New liquid crystal mixtures keep touchscreens from freezing
Researchers from the University of Central Florida have been working to develop new liquid crystal mixtures for use in LCDs inside cars and other devices that are able to operate at both high and low temperatures. The goal of the team of researchers is to create a display screen that performs just as well in temperature extremes as it does in moderate climates. According to the team, current LCDs have images that blur and displays are slow to respond in extreme temperatures.
The research is being led by Shin-Tson Wu, Pegasus Professor of Optics and Photonics and colleagues from Xi'an Modern Chemistry Research Institute in Xi'an China and DIC Corporation in Japan. "When we turn on the car, we want to be certain our GPS is functioning properly and not affected by extreme winter or summer temperatures," said Wu. Wu and his team have come up with three new liquid crystal mixtures that are able to overcome the limitations of current mixtures in extreme high and low temperatures.
Wu says that the mixtures he and his team have devised have a clearing point higher than 100C or 212F and a melting point below -40C. Outside that temperature range, the LCD wouldn't function. The new mixtures contain a combination of a dozen three-ring and four-ring compounds with low molecular weights; the mixture is a eutectic system. The mixture is able to maintain a low viscosity in low temperatures.

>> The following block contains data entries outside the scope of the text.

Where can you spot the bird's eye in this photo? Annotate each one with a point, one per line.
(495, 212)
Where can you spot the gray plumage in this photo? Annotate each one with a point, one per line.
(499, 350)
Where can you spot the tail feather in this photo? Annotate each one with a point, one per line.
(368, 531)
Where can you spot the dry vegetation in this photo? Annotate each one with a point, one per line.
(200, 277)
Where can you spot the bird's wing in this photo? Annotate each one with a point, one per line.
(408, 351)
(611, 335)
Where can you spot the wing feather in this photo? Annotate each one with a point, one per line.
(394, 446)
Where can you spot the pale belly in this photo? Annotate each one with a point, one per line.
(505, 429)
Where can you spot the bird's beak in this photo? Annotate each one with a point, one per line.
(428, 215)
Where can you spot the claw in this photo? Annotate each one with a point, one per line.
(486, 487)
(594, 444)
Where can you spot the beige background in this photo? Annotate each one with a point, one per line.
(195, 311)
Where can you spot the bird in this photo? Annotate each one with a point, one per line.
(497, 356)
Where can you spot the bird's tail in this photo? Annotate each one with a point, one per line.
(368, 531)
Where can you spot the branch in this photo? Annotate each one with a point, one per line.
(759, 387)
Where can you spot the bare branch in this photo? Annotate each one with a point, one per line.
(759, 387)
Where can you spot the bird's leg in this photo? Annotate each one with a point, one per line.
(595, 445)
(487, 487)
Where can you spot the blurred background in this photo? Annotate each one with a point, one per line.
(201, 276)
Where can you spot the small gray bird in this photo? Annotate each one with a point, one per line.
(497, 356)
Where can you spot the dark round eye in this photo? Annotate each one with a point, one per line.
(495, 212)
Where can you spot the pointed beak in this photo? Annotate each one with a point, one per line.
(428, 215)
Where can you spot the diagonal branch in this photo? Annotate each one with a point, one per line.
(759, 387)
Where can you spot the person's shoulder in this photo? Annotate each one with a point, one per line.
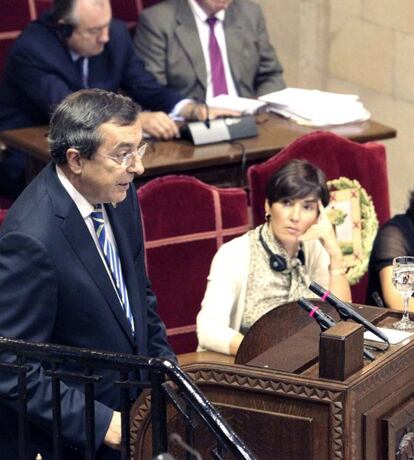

In Europe, automotive standards dictate that LCDs need a response time for pixel change from one brightness to another of 200ms at -20C and 300ms at -30C to avoid image blurring. The mixture that Wu and his colleagues have invented is able to deliver response times of 10ms in both conditions making it about 20 times faster than the standards dictate.
Another benefit of these new liquid crystal mixtures is the enabling of field-sequential color displays at elevated temperatures offering triple the resolution density and brightness. The increase in brightness and resolution will improve ambient contrast ratio for heads-up displays during daylight hours.
The researchers plan to use the mixtures to develop very thin LCDs in the future that can be integrated into rearview mirrors to eliminate blind spots for drivers and to improve the readability of automotive screens in direct sunlight. I hope that the new materials can also keep GPS screens from dying prematurely when left in a car during the Texas summer.
SOURCE: UCF